Today, the reimagined Pier 57, while still largely under construction, is home to 350,000 square feet of overwater commercial office space for anchor tenant Google along with City Winery’s new flagship 32,000-square-foot tasting room-slash-restaurant-slash-performance venue-slash-production facility. A food hall curated by the James Beard Foundation, a “public living room,” and environmental tech classrooms created by Google for Hudson River Park’s River Project are all slated to open this fall. (Anthony Bourdain was slated to open a larger market hall concept at the redeveloped Pier 57 although those plans ultimately fell through prior to his death in 2018).

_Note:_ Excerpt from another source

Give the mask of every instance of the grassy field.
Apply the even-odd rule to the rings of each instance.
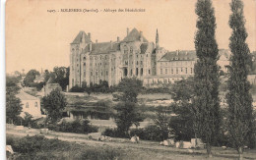
[[[67,142],[58,139],[21,138],[7,135],[7,144],[13,146],[16,159],[56,160],[203,160],[206,150],[179,149],[160,146],[154,142]],[[24,149],[27,148],[27,149]],[[37,149],[36,149],[37,148]],[[244,159],[256,158],[256,150],[245,150]],[[233,149],[213,147],[213,160],[237,159]]]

As for the newly unveiled Rooftop Park at Pier 57, it will be open to the public daily year-round with initial operating hours from 7 a.m. to 10 p.m. The space features open lawns, bleacher seating for al fresco performances and screenings (the park will serve as a permanent outdoor venue for the TriBeCa Film Festival beginning this fall), and plenty of space to take in unobstructed views of Lower Manhattan, the Hudson River, and, of course, neighboring Little Island. Additional rooftop features are slated to open this fall along with the previously mentioned forthcoming ground-level attractions and amenities at the 633,000-square-foot pier.
Handel Architects was tapped by the development team to helm the larger transformation of Pier 57 with New York’s !melk leading the design of the new rooftop park. Diller Scofidio + Renfro (DS+R) led the design of the Google spaces at Pier 57 as well as the spaces used to enter and exit the park including its public lobbies, stairwells, and elevators. The skylights that prominently appear in the lawn of the new park are also a DS+R design.
The debut of the Pier 57 Sky Park follows last year’s opening of the Hudson River Park Trust’s new $31 million park at Pier 76, which was previously home to a NYPD tow pound. In 2020, a transformed Pier 26 opened in Tribeca.
“Access to open green space is essential for healthy and resilient communities, and I’m thrilled New Yorkers will have access to a new two-acre rooftop park at Pier 57,” added Manhattan Borough President Mark Levine in a statement. “This innovative urban park will serve as a refuge for New Yorkers in need of space and open air year round, and I look forward to seeing more green space created across the city as we recover from this pandemic.”